Turbo-Power Laser Atherectomy Catheter

Spectranetics Corporation
(719) 447-2556
www.spectranetics.com

KEY FEATURES

• Exclusive atherectomy indication for peripheral ISR
• Provides maximum luminal gain
• Proven clinically superior to PTA alone
• Offers remote automatic rotation

The Turbo-Power laser atherectomy catheter has received FDA clearance for the treatment of in-stent restenosis (ISR). Spectranetics is the only company with a femoropopliteal in-stent restenosis indication backed by a first-of-its-kind, large multicenter, prospective randomized trial conducted for the treatment of ISR in the peripheral vasculature. The Turbo-Power laser atherectomy catheter is designed to advance care for patients suffering from peripheral artery disease. Turbo-Power treats at the tip, creating a pilot channel and vaporizing soft and mixed ISR lesions in a single step.

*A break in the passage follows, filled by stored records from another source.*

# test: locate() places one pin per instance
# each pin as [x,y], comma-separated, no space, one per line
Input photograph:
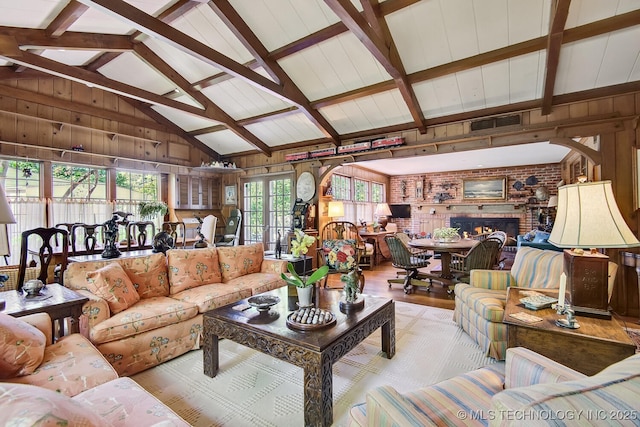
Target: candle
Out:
[563,289]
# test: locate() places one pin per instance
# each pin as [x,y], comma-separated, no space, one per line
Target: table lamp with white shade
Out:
[382,212]
[588,218]
[6,217]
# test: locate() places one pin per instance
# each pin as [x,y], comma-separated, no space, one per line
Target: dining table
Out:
[444,249]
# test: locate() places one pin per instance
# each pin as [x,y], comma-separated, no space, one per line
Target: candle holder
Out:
[570,322]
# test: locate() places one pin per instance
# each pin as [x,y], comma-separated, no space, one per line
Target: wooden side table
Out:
[56,300]
[597,344]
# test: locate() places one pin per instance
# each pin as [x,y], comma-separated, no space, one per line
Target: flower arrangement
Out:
[446,233]
[150,210]
[300,246]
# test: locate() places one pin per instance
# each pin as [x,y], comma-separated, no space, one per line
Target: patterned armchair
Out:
[529,384]
[341,249]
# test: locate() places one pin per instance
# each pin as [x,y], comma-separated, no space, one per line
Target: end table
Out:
[57,301]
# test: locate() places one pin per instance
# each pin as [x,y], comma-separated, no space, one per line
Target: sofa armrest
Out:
[491,279]
[94,311]
[524,367]
[42,321]
[274,266]
[386,407]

“Patients with ISR present the most challenging real-world cases, with the longest, toughest lesions. Turbo-Power, with its eccentric tip design, delivers maximal luminal gain, allowing far more effective debulking of ISR lesions. The device is backed by level 1 clinical data proving superiority in both safety and efficacy. With proven evidence, Turbo-Power is driving a new standard of care in ISR treatment,” said Craig Walker, MD, President and Medical Director, Cardiovascular Institute of the South.

Pantheris

Avinger, Inc.
(800) 208-2988
www.avinger.com

KEY FEATURES

• Directional atherectomy with OCT-assisted orientation
• 8-F sheath compatibility*
• 130-cm working length*
• 0.014-inch guidewire compatible

* 7-F/110-cm option pending 510(k) clearance

Pantheris is a first-of-its-kind lumivascular atherectomy catheter. The term lumivascular refers to a novel interventional approach where the therapeutic catheter includes a built-in imaging fiber. This provides real-time imaging (using optical coherence tomography, a nonionizing imaging modality) while the catheter is being used to treat certain forms of peripheral artery disease. Lumivascular therapy can help users avoid injury to the artery when addressing arterial disease, while potentially using less radiation. It can also provide key information regarding the surrounding arterial structures. Pantheris has received US Food and Drug Administration clearance to remove plaque (atherectomy) from partially occluded vessels in the peripheral vasculature with a reference diameter of 3 to 7 mm.